Bagian hulu adalah zona
terpenting yang perlu diperhatikan dalam upaya pelestarian Daerah Aliran
sungai. Pengelolaan sumberdaya alam di daerah ini akan berdampak pada kualitas
tanah dan air sekitar DAS tersebut. Usaha-usaha pertanian disini haruslah
diupayakan mengadopsi teknologi-tenologi yang mangacu pada prinsip-prinsi
konservasi, karena perubahan vegetasi seperti keterbukaan lahan, maka akan
berdampak kepada peningkatan erosi, dan dampak-dampak lain yang berkaitan
dengan degradasi lahan.
Menurut Zulrasdi et, al (2005) Kerusakan daerah aliran sungai sangat erat hubungannya dengan kelestarian
hutan di daerah hulu sebagai daerah tangkapan
hujan.
Apabila hutan mengalami kerusakan, maka
dapat dipastikan terjadi banjir pada daerah aliran
sungai. Untuk itu berusaha tani di daerah DAS, harus diikuti konservasi lahan.
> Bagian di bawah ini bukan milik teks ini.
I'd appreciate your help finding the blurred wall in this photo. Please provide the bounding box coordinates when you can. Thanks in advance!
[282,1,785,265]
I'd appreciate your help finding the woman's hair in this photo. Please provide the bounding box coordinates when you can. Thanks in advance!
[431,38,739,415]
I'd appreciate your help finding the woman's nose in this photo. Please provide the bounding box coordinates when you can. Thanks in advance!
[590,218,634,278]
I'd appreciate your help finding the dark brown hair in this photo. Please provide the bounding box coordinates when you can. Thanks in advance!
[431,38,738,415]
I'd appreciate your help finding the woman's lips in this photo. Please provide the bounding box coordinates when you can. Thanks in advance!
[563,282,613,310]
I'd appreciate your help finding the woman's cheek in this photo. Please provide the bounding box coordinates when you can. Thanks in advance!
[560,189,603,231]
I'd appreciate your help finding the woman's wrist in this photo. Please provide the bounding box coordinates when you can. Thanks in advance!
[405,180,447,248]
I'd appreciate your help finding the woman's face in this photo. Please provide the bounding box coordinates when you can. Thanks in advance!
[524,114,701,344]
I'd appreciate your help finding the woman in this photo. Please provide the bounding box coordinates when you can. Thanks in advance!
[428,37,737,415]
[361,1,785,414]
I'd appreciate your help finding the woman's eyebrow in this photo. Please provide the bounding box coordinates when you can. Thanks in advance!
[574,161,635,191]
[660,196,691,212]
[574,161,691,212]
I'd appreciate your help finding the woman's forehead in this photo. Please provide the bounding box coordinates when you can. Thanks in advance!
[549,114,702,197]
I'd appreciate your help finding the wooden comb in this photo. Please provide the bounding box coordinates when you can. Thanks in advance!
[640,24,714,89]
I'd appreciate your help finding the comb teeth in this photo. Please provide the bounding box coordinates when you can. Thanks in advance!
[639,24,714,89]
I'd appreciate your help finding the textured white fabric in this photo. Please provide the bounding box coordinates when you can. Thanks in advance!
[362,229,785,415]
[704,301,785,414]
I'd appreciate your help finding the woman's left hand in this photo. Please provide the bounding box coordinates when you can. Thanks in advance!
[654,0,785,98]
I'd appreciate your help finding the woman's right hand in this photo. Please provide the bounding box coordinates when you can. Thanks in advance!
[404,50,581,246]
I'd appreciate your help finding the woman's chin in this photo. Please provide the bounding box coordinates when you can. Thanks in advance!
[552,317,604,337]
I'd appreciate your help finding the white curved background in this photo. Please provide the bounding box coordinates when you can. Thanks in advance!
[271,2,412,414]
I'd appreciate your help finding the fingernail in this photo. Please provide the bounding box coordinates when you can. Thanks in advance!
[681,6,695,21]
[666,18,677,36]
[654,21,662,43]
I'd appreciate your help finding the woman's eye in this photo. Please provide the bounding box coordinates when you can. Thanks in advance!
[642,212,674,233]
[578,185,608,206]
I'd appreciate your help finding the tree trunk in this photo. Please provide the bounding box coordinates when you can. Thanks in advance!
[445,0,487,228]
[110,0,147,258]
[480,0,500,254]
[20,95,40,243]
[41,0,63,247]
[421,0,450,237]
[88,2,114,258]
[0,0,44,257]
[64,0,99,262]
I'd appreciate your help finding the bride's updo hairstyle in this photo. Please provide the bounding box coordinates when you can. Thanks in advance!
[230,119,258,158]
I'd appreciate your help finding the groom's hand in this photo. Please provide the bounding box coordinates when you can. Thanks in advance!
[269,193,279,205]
Agar kelestarian sumber daya alam dan
keserasian ekosistem
dapat memberikan manfaat yang berkesinambungan maka pengelolaan DAS harus dilakukan sebaik mungkin, yang meliputi :
1.
Pengelolaan sumber daya alam yang dapat
diperbaharui
2.
Kelestarian dan keserasian
ekosistem (lingkungan hidup)
3.
Pemenuhan kebutuhan
manusia yang berkelanjutan
4.
Pengendalian hubungan timbal balik antara
sumber daya alam dengan manusia
Usaha pokok
dalam pengawetan tanah dan air meliputi
(Zulrasdi et, al. 2005):
1. Pengelolaan lahan
• Sesuai kemampuan lahan
• Mengembalikan sisa-sisa tanaman ke dalam tanah
• Melindungi lahan dari ancaman erosi dengan menanam tanaman
penutup tanah
• Penggunaan mulsa.
2. Pengelolaan Air
Pengelolaan air adalah usaha-usaha
pengembangan sumberdaya air dalam hal :
• Jumlah air yang memadai
• Kwalitas air
• Tersedia air sepanjang tahun
3. Pengelolaan Vegetasi
Pengelolaan vegetasi
pada hutan tangkapan
air maupun pemeliharaan vegetasi sepanjang aliran sungai, dapat ditempuh dengan cara:
• Penanaman dengan tanaman berakar serabut seperti: bambu yang sangat dianjurkan di pinggiran sungai, kemudian diikuti dengan rumput makanan ternak seperti: Rumput
gajah, Rumput Setaria, Rumput Raja, dan lain-lain sebagainya. Penanaman
ini dimaksudkan untuk penghalang terjadinya erosi pada tanah.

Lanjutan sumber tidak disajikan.